Petitioner had the burden of substantiating the medical and dental expenditures listed on his 1954 return and totaling $1,320.51 exclusive of the item (nurses $1,020) which he apparently concedes was for the care of his mother-in-law. 1 The disallowance here was because of failure to substantiate. Petitioner wholly failed to carry his burden. It was important here for consideration of all of the items makes an amount that is rather close to 3 percent of petitioner's adjusted gross income. Also petitioner's mother-in-law was receiving help from petitioner this year. There were no canceled checks or receipted bills or any explanation indicating they were not available or indeed any evidence by petitioner to the effect that he had made the listed payments. We hold for respondent on the issue.
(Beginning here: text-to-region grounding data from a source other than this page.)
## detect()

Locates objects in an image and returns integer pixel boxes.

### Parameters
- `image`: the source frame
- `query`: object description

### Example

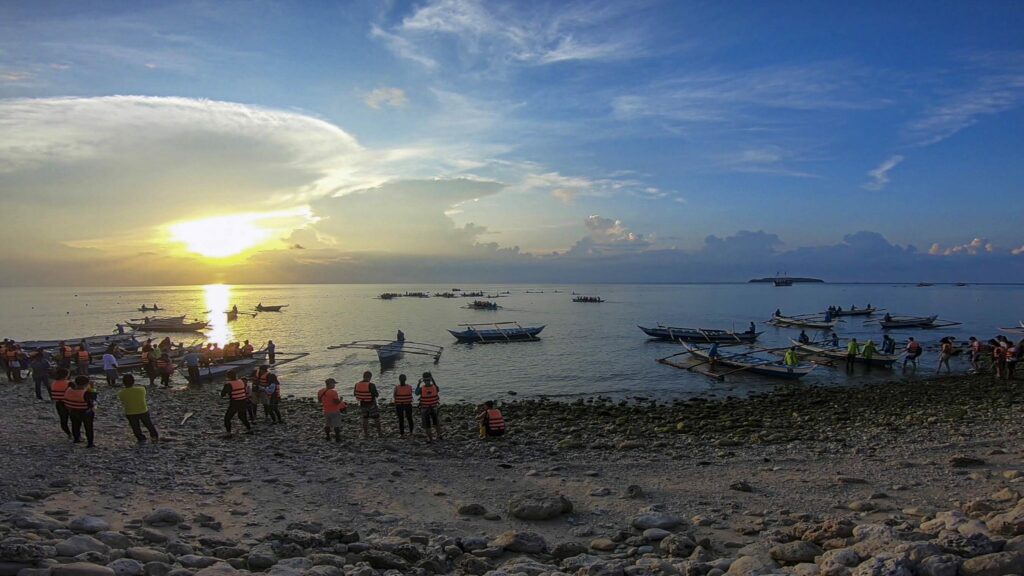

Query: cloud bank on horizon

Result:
[0,1,1022,285]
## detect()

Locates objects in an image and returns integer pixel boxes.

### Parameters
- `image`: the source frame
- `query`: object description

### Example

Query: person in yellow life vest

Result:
[353,371,382,439]
[415,371,442,443]
[49,367,73,438]
[861,340,877,370]
[845,337,859,372]
[317,378,347,442]
[118,374,159,444]
[156,353,174,388]
[75,342,91,377]
[220,370,253,437]
[64,375,97,447]
[393,374,414,436]
[477,400,506,438]
[903,337,922,370]
[783,347,799,372]
[241,340,254,357]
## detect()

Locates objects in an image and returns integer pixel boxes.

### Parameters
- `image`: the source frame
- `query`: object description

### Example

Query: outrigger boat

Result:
[448,322,545,343]
[255,304,288,312]
[327,340,443,366]
[186,351,308,383]
[463,300,500,310]
[659,342,815,380]
[638,325,760,343]
[999,321,1024,335]
[572,296,605,303]
[829,306,880,317]
[790,339,897,368]
[767,313,838,330]
[17,332,140,351]
[125,316,208,333]
[873,314,960,329]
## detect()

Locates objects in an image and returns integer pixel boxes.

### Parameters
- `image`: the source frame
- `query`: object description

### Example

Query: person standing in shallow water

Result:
[221,370,253,437]
[353,371,382,439]
[266,340,276,364]
[117,374,159,444]
[393,374,414,436]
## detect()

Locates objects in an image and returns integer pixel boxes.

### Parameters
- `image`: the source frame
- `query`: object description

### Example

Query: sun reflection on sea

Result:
[204,284,233,346]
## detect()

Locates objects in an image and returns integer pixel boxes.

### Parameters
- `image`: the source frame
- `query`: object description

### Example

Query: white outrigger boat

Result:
[790,339,898,368]
[767,313,838,330]
[327,339,443,366]
[658,342,816,381]
[186,351,309,383]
Petitioner was not called upon to substantiate the medical expenditures (totaling $1,538) on which his 1957 medical deduction was based. In his notice of deficiency for that year respondent stated:
The deduction of $501.53 claimed as medical expense is disallowed in its entirety since total medical expenses shown on your return do not exceed three per centum of your adjusted gross income. * * *
The return for that year reported adjusted gross income of $34,549.10 and respondent determined it should be increased in adjustments that are not here in controversy. To the extent that total medical expenditures in the sum of $1,538 exceeds 3 percent of petitioner's adjusted gross income for 1957, as adjusted by respondent, the amount shall be allowed as a medical deduction.
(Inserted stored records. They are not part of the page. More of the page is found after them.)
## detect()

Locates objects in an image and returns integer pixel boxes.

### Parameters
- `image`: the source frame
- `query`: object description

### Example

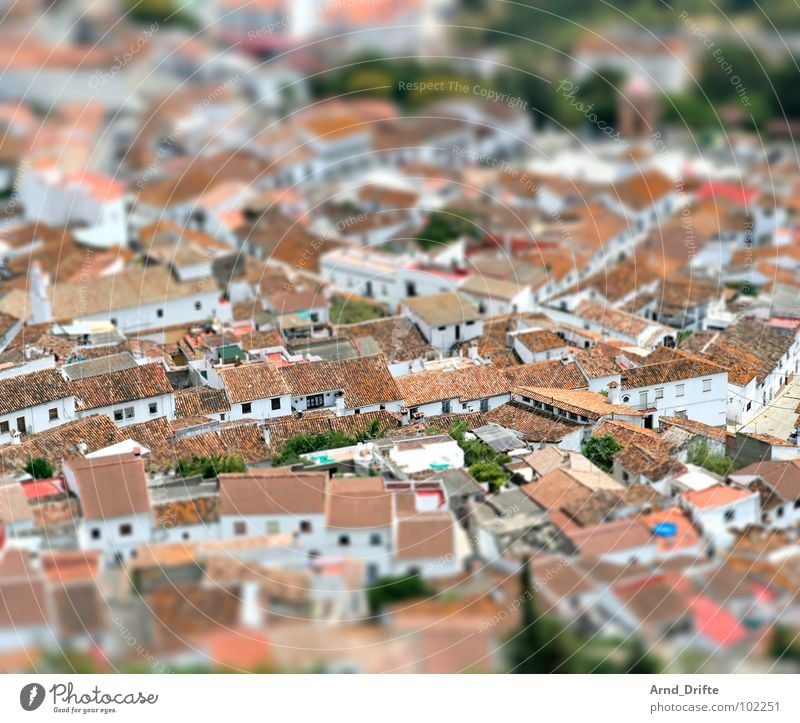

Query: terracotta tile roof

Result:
[219,362,290,404]
[0,549,50,630]
[153,496,218,529]
[70,363,174,410]
[611,169,677,210]
[684,483,756,509]
[49,266,220,321]
[0,415,126,473]
[326,484,395,529]
[397,364,508,406]
[721,319,795,380]
[573,348,621,379]
[593,418,672,453]
[659,415,731,441]
[175,386,230,418]
[336,316,436,362]
[569,518,654,555]
[0,368,71,415]
[395,511,455,560]
[219,468,327,516]
[513,329,566,354]
[502,359,587,389]
[484,402,582,443]
[575,299,657,340]
[281,355,401,409]
[614,442,687,481]
[622,357,726,389]
[734,460,800,501]
[65,454,151,520]
[403,292,481,327]
[125,418,270,469]
[568,256,661,303]
[515,386,645,420]
[613,578,690,627]
[0,482,32,524]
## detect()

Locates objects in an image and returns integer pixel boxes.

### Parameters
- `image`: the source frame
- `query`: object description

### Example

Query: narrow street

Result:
[739,376,800,440]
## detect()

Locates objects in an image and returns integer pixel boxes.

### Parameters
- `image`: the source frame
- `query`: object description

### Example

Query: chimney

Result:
[607,381,620,405]
[133,446,142,457]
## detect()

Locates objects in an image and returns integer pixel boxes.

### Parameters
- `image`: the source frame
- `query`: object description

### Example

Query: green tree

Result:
[687,439,734,477]
[178,454,246,479]
[367,574,434,615]
[581,434,623,473]
[415,210,483,251]
[25,457,54,479]
[508,561,576,673]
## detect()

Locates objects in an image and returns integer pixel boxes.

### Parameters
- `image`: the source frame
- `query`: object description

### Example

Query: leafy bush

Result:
[25,457,54,480]
[449,421,511,492]
[687,439,734,477]
[178,454,246,479]
[581,434,623,473]
[367,574,434,615]
[272,422,386,466]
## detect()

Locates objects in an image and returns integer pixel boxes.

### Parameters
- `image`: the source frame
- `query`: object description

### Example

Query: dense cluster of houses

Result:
[3,1,800,674]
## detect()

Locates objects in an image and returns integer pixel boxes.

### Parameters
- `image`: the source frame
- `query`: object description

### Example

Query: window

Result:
[724,509,735,522]
[437,325,446,331]
[655,388,664,400]
[125,407,135,419]
[110,318,117,326]
[480,398,489,413]
[114,409,124,421]
[300,520,312,533]
[156,308,164,318]
[442,399,451,414]
[266,520,280,535]
[241,402,252,414]
[354,408,361,415]
[338,534,350,546]
[307,394,324,409]
[703,378,712,392]
[48,407,59,421]
[194,301,202,310]
[676,384,685,397]
[369,533,382,546]
[233,521,247,536]
[91,528,101,540]
[149,402,158,415]
[622,471,629,482]
[622,395,631,403]
[639,391,648,407]
[119,523,133,537]
[0,421,8,434]
[271,397,281,411]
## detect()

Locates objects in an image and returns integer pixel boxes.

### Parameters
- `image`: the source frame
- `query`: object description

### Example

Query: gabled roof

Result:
[502,359,587,389]
[515,386,645,420]
[219,362,290,404]
[175,386,231,418]
[280,355,401,409]
[65,454,151,520]
[403,292,481,327]
[621,357,726,389]
[397,364,508,406]
[0,368,71,415]
[218,469,327,517]
[395,511,454,560]
[70,363,173,410]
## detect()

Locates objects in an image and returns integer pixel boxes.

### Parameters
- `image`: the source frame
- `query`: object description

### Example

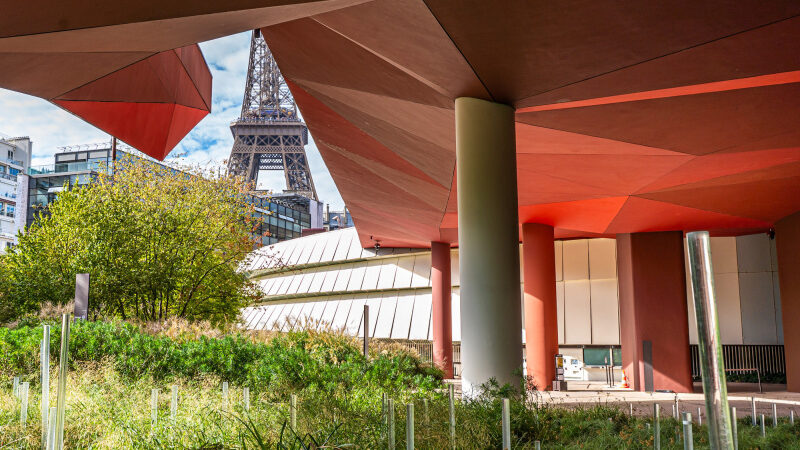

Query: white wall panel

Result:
[362,259,382,291]
[377,259,399,290]
[451,250,460,286]
[346,262,367,291]
[286,273,304,294]
[374,293,398,338]
[739,272,778,344]
[297,302,315,326]
[409,291,432,340]
[554,241,563,281]
[588,239,616,279]
[392,292,416,339]
[773,271,783,344]
[393,256,415,288]
[296,272,314,294]
[310,301,327,326]
[277,275,297,295]
[563,280,591,344]
[451,288,461,342]
[736,234,772,273]
[770,237,779,271]
[264,304,286,330]
[250,306,270,329]
[556,281,565,344]
[318,231,341,262]
[308,235,327,264]
[296,235,318,265]
[287,239,309,266]
[714,272,743,344]
[562,240,589,280]
[710,237,738,274]
[279,303,301,330]
[589,279,619,345]
[267,276,286,296]
[259,277,276,296]
[320,269,339,292]
[411,254,432,287]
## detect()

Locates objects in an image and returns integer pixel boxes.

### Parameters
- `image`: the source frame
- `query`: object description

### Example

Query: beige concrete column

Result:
[455,97,523,394]
[431,241,453,378]
[776,212,800,392]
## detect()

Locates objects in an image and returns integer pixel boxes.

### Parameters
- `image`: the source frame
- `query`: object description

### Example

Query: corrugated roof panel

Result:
[296,234,320,265]
[361,259,382,291]
[373,292,398,339]
[271,239,298,269]
[332,265,354,291]
[409,291,432,340]
[393,256,415,289]
[306,269,326,294]
[364,294,384,338]
[411,253,432,288]
[391,291,415,339]
[346,262,367,291]
[319,231,343,262]
[264,304,287,330]
[320,268,340,292]
[376,258,399,290]
[333,230,354,261]
[346,234,365,260]
[287,238,311,266]
[307,234,327,264]
[331,299,352,330]
[319,297,341,328]
[346,296,368,335]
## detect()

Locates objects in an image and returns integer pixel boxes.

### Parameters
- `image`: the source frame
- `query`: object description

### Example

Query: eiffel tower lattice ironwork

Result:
[227,30,317,200]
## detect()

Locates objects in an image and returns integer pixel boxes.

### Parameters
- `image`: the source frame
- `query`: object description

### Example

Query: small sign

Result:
[74,273,90,320]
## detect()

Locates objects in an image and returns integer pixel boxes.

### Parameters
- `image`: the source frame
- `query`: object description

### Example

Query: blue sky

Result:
[0,32,345,209]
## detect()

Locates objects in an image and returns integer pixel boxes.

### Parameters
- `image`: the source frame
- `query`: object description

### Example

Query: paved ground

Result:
[445,380,800,422]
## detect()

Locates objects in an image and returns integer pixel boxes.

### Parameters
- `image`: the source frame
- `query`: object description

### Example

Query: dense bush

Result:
[0,320,443,397]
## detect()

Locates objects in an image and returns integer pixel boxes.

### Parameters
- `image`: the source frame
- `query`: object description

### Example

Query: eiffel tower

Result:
[228,30,317,200]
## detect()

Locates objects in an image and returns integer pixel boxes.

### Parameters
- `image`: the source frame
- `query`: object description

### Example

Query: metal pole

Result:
[55,314,70,450]
[654,403,661,450]
[791,409,795,425]
[406,403,415,450]
[772,403,777,427]
[683,412,693,450]
[502,398,511,450]
[363,305,369,357]
[698,407,702,426]
[41,325,50,450]
[751,397,756,426]
[760,414,765,437]
[686,231,734,449]
[731,407,738,450]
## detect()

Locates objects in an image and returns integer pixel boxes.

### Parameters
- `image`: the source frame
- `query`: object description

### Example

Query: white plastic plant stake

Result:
[151,389,159,426]
[171,385,178,420]
[290,394,297,429]
[448,385,455,449]
[243,387,250,411]
[731,407,738,450]
[55,314,70,450]
[222,382,229,409]
[388,398,395,449]
[13,376,19,398]
[772,403,777,427]
[46,407,57,450]
[20,382,29,425]
[41,325,50,450]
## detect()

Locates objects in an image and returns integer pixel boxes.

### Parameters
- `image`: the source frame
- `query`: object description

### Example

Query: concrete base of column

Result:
[776,212,800,392]
[617,231,693,393]
[456,97,523,395]
[522,223,558,391]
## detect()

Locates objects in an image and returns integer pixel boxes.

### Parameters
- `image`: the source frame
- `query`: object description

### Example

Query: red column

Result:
[431,241,454,378]
[522,223,558,390]
[617,231,693,393]
[776,212,800,392]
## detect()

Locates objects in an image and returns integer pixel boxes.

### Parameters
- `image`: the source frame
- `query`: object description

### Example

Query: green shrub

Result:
[0,320,443,399]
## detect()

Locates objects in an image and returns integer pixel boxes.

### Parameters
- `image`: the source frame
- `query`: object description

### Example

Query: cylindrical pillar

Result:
[431,241,454,378]
[776,212,800,392]
[455,97,523,394]
[522,223,558,390]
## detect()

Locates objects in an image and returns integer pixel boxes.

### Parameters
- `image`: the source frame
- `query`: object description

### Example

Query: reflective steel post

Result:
[686,231,734,449]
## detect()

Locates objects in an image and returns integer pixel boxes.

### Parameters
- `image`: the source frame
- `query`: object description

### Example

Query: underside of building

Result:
[2,1,800,393]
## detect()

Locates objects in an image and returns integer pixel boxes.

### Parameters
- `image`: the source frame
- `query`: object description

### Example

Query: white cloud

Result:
[0,32,345,210]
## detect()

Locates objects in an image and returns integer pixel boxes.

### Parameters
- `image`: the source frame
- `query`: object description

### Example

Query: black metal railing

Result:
[690,344,785,379]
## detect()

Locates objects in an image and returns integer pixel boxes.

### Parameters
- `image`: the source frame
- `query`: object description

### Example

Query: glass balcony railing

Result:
[1,157,24,167]
[28,161,91,175]
[0,173,17,182]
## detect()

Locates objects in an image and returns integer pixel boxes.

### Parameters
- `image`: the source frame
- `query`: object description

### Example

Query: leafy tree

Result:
[0,155,263,324]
Respondent filed an amendment to his answer asking for an increased deficiency for the year 1958 in the amount of any medical expenses allowed as a medical deduction in prior years. This was based on the settlement of the automobile accident case wherein the petitioners received a net of some $11,000. The only year to which this contention could apply would be 1957 for we have held the claimed medical deductions for 1954, 1955 and 1956 were not sustained for other reasons.
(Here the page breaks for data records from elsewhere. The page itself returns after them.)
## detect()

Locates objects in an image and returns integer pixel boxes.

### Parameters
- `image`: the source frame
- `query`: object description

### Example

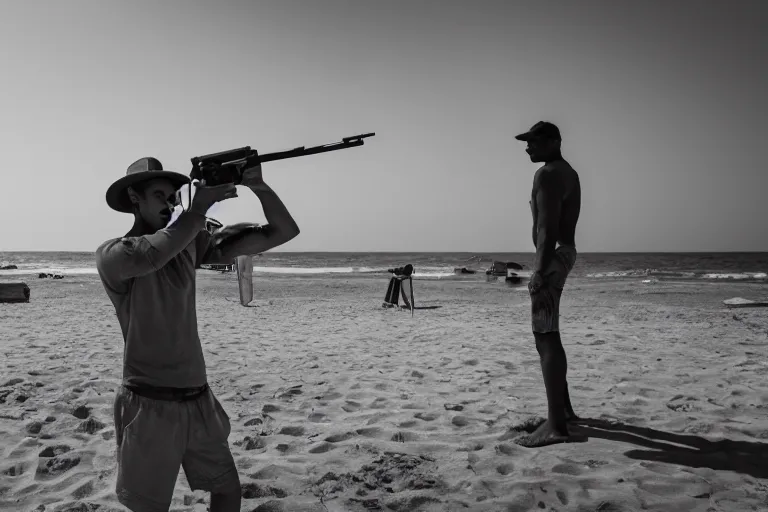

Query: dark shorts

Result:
[113,384,239,512]
[530,245,577,333]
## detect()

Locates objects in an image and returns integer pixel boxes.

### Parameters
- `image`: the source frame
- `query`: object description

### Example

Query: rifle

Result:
[190,132,375,186]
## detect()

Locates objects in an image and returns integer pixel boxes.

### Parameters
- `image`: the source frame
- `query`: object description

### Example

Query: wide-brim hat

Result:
[106,157,191,213]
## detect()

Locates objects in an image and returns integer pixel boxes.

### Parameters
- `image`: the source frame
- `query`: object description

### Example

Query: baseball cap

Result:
[515,121,562,142]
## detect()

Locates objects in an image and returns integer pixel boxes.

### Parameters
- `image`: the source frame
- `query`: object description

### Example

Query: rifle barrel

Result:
[258,133,374,163]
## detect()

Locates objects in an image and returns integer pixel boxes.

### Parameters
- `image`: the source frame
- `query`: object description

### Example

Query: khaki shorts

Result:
[113,385,239,512]
[530,245,577,333]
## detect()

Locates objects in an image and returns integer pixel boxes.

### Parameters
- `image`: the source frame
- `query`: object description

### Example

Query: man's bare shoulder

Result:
[536,161,578,186]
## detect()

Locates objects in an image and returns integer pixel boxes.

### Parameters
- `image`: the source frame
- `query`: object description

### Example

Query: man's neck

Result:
[126,216,154,237]
[544,151,564,164]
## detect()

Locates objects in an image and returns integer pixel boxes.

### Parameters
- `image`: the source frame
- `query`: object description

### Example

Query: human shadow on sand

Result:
[570,418,768,479]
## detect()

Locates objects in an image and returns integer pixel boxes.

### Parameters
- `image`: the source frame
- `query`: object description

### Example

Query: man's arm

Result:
[202,182,300,264]
[96,210,208,282]
[533,171,562,273]
[530,197,538,248]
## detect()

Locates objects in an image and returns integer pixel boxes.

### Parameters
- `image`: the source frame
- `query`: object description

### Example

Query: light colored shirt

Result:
[95,211,216,389]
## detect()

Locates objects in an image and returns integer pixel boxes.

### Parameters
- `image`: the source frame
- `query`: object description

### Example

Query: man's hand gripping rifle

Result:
[178,132,375,249]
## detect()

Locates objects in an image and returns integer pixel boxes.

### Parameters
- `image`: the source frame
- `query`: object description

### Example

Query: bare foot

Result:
[565,409,583,422]
[514,420,588,448]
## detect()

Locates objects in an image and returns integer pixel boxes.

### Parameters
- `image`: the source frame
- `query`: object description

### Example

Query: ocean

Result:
[1,251,767,282]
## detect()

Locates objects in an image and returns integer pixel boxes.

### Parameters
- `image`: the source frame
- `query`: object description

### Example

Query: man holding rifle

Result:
[96,156,299,512]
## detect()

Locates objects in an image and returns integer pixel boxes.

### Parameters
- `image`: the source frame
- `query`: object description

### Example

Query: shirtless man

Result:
[96,157,299,511]
[513,121,583,448]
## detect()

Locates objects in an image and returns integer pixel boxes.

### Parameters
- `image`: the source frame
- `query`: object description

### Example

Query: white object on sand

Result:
[235,255,254,306]
[723,297,768,308]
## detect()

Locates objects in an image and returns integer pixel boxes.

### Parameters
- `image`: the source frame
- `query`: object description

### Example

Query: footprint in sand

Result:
[76,417,106,434]
[309,442,336,454]
[275,443,299,455]
[72,479,95,499]
[666,395,701,412]
[452,416,469,427]
[356,427,382,438]
[26,421,44,435]
[39,445,72,458]
[414,412,439,422]
[37,454,81,477]
[249,464,304,480]
[71,405,91,419]
[551,463,584,476]
[391,431,418,442]
[369,397,389,410]
[236,436,267,451]
[457,442,484,452]
[398,420,418,429]
[308,412,331,423]
[325,432,357,443]
[241,482,288,499]
[278,426,305,436]
[3,463,27,477]
[496,463,514,475]
[262,404,280,413]
[342,400,362,413]
[494,444,524,456]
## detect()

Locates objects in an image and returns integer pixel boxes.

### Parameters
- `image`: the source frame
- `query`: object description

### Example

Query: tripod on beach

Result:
[382,264,415,316]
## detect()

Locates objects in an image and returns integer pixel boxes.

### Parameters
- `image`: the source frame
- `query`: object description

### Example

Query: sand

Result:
[0,272,767,512]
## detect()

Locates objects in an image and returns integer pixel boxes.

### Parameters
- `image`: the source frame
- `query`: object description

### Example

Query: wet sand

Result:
[1,272,767,511]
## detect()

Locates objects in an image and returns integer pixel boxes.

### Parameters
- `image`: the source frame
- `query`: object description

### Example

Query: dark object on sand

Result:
[383,265,415,316]
[190,133,375,187]
[724,297,768,308]
[0,263,17,270]
[388,264,414,278]
[0,282,30,303]
[454,267,476,275]
[38,273,63,279]
[505,274,523,285]
[486,260,523,276]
It must be admitted that reimbursement in a later year of a medical expense that has been the subject of a deduction would constitute income in the year of reimbursement. Sec. 1.213-1(g), Income Tax Regs. But since this issue comes into this case by way of respondent's pleading, the burden was on respondent to show that reimbursement of any 1957 medical expenditures growing out of the 1954 accident occurred in 1958. The meager record before us merely shows that a compromise settlement in a suit for damages was made in 1958. The suit sought damages for many items, including permanent personal injuries and property damages. In an exhibit introduced by respondent consisting of a letter to respondent's agent by petitioner's attorney, it was stated that the settlement was "a very modest compromise settlement" dictated by the legal problems and contemplated trial difficulties. All of the evidence indicates it was a compromise settlement of a much larger demand. The letter referred to above indicates that original settlement demands started at claims of around $55,000 and the letter further states: "There was never any allocation by us that certain of the recovery was designated for payment of the car or certain medical expenses, but we merely settled for the general damages they had incurred." Moreover, there is nothing in the record to show that the 1957 medical expenditures were related to the 1954 automobile accident. We hold respondent failed in his burden of showing receipt of additional income in 1958 in the form of reimbursed medical expenses relating to injuries petitioners suffered in the 1954 accident and taken as a deduction in 1957.
Decision will be entered under Rule 50.